Dear Princess ‘Ishka,
Sex is healthy and good. At least, this is what we hear from sexologists in a world mostly liberated from religious obscurantism. At the same time, sex is somewhat controversial. Feminism has shown us how important the question of consent is, whereas the social stigma on pedophiles proves how hard it is still to distinguish between sexuality and sexual act.
For months I have not been able to illustrate the philosophical condition I think sex has to fulfill in order to be healthy and good. My biggest worry was that of being mistaken for a puritan. Thanks to the help of the French novelist Marguerite Yourcenar, I have overcome this worry and I can now proceed to express my opinion.
Let me spend a couple of words on why it is important to spell out this condition. Nowadays, it is unproblematic for most people to find sex. Moreover, the taboos around it are crumbling and the wars for sexual liberation of the past decades are showing their fruits. A question now arises: is the availability of sex enough for sex to be healthy and good?
I don’t think so, because the simple fact that we can mutually consent to have sex is compatible with terrible sex. That kind of sex can be morally ok, but not good in the very concrete sense of the term. Besides, it is hardly definable as “healthy”: even if it might be “physiologically healthy”, it remains psychologically terrible.

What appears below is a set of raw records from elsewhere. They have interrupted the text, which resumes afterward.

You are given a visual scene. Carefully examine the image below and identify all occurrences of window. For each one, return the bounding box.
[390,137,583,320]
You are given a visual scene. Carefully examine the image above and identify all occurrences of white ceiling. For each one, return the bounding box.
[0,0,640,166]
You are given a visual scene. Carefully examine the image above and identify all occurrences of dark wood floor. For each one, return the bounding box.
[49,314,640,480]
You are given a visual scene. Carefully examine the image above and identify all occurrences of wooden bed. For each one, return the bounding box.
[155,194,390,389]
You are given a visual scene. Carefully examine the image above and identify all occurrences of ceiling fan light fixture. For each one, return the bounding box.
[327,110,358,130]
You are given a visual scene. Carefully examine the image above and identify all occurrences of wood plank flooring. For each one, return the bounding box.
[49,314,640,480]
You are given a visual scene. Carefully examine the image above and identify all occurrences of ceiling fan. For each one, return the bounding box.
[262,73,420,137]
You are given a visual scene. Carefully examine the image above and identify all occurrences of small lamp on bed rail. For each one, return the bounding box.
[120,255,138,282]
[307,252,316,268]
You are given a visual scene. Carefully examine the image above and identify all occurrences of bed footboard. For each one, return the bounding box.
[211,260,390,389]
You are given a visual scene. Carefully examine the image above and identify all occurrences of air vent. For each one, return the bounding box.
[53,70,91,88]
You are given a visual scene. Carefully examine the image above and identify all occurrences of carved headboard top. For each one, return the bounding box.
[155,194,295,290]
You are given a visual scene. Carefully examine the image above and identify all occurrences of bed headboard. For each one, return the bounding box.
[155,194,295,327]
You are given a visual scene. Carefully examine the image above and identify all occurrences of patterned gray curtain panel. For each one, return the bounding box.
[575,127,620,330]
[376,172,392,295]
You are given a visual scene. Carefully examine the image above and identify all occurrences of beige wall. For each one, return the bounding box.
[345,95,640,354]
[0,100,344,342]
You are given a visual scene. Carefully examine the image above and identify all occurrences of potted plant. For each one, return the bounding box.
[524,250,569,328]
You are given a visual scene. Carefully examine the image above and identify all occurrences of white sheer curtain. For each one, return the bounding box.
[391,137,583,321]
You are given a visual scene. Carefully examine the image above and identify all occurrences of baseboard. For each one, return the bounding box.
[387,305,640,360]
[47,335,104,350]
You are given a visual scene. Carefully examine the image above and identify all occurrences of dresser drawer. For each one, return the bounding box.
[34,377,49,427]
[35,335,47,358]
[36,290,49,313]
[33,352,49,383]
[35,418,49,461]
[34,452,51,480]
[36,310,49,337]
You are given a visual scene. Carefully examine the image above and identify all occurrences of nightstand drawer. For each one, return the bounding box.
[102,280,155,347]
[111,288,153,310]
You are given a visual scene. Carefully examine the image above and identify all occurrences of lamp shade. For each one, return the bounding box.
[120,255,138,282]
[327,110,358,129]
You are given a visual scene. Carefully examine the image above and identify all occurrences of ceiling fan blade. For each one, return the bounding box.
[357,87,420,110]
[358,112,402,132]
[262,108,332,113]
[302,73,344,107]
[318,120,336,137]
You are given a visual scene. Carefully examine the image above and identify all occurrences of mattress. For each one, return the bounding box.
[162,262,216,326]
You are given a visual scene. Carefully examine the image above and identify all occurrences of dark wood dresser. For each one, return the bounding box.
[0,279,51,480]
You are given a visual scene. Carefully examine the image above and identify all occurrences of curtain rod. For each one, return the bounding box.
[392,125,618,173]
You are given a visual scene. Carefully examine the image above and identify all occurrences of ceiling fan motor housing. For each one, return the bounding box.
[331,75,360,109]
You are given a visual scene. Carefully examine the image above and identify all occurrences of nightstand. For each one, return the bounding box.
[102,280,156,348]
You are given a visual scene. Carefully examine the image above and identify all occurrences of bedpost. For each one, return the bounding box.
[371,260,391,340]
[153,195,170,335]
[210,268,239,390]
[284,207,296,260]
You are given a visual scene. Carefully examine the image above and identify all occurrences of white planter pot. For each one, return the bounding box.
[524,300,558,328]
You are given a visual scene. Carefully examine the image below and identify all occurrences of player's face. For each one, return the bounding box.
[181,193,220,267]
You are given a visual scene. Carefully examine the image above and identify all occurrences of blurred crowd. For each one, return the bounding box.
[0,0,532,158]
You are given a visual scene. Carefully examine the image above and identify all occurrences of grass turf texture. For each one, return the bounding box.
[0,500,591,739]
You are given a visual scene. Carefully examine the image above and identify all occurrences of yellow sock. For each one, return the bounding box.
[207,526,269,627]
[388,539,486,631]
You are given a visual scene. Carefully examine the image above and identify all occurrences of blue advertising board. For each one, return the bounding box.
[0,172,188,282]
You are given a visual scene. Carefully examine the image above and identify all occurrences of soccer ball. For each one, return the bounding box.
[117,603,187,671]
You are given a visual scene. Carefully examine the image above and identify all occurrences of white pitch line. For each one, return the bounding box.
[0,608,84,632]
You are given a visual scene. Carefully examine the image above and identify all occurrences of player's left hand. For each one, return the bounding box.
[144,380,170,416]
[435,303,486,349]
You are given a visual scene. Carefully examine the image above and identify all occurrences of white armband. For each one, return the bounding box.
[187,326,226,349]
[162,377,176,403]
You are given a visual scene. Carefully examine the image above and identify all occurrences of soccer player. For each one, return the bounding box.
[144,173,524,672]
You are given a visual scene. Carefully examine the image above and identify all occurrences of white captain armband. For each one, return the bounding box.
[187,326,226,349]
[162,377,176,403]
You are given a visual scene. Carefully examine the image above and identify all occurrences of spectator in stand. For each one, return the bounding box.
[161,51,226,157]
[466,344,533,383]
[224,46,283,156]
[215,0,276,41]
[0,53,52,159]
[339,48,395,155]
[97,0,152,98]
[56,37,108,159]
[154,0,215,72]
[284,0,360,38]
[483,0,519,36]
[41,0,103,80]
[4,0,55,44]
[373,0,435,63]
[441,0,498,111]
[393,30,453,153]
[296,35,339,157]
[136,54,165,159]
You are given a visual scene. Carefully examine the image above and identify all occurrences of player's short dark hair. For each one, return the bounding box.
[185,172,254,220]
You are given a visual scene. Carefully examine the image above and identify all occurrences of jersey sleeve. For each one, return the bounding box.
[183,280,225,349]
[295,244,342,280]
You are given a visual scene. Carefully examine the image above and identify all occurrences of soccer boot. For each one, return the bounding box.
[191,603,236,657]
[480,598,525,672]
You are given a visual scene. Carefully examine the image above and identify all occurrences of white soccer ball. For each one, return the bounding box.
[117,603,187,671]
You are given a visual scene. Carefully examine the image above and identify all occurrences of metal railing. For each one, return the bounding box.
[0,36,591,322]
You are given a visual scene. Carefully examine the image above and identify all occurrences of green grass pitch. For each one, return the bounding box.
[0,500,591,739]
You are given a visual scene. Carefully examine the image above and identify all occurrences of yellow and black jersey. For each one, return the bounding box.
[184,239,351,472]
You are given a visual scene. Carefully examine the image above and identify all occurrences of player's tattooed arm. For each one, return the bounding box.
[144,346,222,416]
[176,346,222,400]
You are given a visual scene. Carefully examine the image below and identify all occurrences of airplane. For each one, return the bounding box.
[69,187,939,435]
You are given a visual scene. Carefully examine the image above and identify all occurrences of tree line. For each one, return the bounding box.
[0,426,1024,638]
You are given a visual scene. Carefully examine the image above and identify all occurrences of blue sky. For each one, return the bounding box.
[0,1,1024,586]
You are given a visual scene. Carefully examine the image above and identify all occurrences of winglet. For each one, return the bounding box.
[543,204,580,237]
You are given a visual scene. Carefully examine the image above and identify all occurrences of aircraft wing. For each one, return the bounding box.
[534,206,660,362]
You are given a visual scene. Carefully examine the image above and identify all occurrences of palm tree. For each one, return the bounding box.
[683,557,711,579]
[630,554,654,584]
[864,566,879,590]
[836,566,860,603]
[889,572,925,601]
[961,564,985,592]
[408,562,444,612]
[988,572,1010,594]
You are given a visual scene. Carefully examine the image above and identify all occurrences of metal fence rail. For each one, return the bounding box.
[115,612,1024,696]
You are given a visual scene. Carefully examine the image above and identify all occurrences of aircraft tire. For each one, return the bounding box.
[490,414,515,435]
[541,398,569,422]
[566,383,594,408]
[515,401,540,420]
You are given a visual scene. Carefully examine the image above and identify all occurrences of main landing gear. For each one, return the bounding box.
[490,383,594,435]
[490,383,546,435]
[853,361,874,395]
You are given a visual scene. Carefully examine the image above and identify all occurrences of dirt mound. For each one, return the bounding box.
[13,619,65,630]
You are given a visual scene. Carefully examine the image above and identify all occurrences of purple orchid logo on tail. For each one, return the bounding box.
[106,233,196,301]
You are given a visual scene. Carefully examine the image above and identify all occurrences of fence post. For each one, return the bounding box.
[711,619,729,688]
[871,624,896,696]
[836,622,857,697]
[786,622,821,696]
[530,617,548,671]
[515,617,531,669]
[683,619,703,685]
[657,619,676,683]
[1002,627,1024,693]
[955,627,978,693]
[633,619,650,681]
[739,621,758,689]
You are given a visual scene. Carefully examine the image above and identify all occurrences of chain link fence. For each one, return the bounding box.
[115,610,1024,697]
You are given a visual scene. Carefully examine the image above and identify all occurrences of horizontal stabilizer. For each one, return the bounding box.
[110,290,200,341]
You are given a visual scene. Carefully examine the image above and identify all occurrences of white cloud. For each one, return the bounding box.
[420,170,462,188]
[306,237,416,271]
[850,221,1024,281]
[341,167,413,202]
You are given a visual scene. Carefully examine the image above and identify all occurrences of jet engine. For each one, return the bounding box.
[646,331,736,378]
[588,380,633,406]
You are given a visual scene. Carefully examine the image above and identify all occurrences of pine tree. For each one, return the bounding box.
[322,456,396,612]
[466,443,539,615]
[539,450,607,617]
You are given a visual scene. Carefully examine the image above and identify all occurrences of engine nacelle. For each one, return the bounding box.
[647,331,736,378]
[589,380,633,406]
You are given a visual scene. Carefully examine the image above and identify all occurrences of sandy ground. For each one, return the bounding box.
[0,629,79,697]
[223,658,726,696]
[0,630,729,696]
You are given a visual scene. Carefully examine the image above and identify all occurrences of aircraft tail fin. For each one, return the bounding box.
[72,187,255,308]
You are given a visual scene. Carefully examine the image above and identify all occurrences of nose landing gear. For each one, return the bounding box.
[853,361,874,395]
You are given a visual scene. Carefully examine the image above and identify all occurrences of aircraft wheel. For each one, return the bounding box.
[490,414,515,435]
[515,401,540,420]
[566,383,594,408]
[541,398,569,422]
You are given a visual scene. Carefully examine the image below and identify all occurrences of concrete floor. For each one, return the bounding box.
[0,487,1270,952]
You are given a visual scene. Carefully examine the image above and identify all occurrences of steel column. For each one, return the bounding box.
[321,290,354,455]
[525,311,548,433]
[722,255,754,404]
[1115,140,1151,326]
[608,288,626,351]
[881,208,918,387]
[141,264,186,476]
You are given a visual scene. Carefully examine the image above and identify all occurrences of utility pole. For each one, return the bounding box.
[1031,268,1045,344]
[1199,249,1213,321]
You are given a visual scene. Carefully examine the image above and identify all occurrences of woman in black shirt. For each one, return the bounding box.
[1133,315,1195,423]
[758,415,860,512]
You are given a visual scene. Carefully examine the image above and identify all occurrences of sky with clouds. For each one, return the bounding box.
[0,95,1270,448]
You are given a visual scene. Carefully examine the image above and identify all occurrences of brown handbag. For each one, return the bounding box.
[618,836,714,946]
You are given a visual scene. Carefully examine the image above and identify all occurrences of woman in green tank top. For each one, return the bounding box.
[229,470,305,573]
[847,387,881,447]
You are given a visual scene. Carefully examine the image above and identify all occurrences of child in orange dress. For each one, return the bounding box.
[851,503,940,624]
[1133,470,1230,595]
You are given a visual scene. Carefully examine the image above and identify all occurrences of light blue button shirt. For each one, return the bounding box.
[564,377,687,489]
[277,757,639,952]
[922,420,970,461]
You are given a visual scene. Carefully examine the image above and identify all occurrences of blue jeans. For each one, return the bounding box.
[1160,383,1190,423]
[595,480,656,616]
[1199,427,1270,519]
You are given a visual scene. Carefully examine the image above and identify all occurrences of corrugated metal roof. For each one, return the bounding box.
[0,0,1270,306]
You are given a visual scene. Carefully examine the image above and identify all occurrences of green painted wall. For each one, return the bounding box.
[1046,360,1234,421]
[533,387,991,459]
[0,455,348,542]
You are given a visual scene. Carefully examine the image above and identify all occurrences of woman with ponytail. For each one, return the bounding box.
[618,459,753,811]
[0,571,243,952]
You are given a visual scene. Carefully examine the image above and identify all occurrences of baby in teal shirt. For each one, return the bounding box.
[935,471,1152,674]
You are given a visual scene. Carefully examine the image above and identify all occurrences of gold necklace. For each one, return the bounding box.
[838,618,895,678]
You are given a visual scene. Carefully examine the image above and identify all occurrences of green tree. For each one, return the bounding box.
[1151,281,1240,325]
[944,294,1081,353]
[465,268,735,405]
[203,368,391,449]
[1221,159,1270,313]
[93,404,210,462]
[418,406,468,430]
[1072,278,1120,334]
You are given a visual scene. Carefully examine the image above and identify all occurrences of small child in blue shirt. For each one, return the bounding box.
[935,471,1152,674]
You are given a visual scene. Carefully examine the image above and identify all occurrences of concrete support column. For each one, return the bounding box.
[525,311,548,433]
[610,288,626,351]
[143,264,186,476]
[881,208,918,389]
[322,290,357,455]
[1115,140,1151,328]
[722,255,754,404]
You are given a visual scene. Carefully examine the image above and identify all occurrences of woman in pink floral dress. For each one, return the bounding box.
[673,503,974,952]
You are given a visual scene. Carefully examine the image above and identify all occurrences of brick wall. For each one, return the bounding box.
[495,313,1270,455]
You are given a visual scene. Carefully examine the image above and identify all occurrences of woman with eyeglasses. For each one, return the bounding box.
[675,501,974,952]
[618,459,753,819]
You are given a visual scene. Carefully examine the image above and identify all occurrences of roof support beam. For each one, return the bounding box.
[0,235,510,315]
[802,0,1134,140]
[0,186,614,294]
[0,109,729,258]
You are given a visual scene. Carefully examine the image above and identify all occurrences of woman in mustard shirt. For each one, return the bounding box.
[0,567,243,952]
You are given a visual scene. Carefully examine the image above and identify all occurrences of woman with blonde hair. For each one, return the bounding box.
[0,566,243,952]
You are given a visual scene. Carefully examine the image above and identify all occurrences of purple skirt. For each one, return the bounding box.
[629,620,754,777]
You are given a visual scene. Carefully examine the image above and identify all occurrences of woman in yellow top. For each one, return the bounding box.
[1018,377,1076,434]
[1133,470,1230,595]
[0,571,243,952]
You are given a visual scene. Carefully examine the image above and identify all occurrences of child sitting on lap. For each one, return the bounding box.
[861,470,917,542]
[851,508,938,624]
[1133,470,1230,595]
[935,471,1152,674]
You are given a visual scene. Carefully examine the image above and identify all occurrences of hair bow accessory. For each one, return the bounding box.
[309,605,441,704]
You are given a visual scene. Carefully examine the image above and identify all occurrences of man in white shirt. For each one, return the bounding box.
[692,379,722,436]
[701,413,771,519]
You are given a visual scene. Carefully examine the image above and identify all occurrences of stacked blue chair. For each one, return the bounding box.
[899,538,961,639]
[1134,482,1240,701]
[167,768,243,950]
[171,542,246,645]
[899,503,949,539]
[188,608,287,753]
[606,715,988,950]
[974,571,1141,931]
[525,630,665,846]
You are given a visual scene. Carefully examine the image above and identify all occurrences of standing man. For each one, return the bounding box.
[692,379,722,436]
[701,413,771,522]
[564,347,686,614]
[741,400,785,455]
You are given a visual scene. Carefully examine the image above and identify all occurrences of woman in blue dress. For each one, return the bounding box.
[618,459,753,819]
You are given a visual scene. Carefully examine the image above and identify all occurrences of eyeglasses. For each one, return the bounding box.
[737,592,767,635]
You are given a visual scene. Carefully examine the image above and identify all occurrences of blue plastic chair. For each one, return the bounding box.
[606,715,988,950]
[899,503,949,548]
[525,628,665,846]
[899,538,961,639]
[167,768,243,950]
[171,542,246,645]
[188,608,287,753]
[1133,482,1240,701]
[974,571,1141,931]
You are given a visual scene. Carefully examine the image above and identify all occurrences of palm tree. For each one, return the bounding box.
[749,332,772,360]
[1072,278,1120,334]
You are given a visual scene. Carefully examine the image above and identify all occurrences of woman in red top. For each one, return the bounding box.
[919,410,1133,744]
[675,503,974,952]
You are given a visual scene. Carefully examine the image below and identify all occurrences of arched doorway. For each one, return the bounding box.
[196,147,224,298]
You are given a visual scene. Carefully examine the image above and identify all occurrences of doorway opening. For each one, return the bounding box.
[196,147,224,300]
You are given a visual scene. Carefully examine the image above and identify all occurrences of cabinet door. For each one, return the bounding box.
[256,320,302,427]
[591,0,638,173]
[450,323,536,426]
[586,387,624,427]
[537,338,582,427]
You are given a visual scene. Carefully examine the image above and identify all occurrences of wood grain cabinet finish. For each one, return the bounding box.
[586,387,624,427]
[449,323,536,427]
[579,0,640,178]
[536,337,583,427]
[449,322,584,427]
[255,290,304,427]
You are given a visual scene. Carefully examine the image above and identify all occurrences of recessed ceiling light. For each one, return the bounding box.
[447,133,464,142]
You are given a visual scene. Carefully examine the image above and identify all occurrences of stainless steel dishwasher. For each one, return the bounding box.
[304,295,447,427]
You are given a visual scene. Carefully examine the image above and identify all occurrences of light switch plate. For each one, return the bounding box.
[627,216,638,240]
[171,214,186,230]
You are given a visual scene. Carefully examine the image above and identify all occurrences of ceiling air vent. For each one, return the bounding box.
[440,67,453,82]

Hence, we need an additional condition to the mere availability of sex to make sex healthy and good.
How about love? That seems to be too demanding. As A pointed out to me once, a person can enjoy sex without displaying any profound emotional bonding to the sexual partner. One night stands can be often fun.
The short story “The Man who Loved the Nereids” by Marguerite Yourcenar has helped me shed light on this issue. The story goes like this: Panegyotis was a rich young man who enjoyed the company of many girls. Unfortunately, he was charmed by the Nereids, magical creatures living away from human civilization. After his encounter with these “supernatural man-eaters”, no common human pleasure could arouse him anymore. Indeed, he longed for the rest of his life for his nonhuman lovers.
To describe his condition, Yourcenar writes the following:
As much as no love exists without dazzlement of the heart, there is no true sensuality without wonder of beauty.
The condition of poor Panegyotis applies to many more cases than what you might expect. Without being amazed by another person, sex won’t be good nor healthy. This amazement needn’t be as pretentious as the one you’d experience in front of the Nereids. But it can’t be absent, if you are not willing to get terrible sex.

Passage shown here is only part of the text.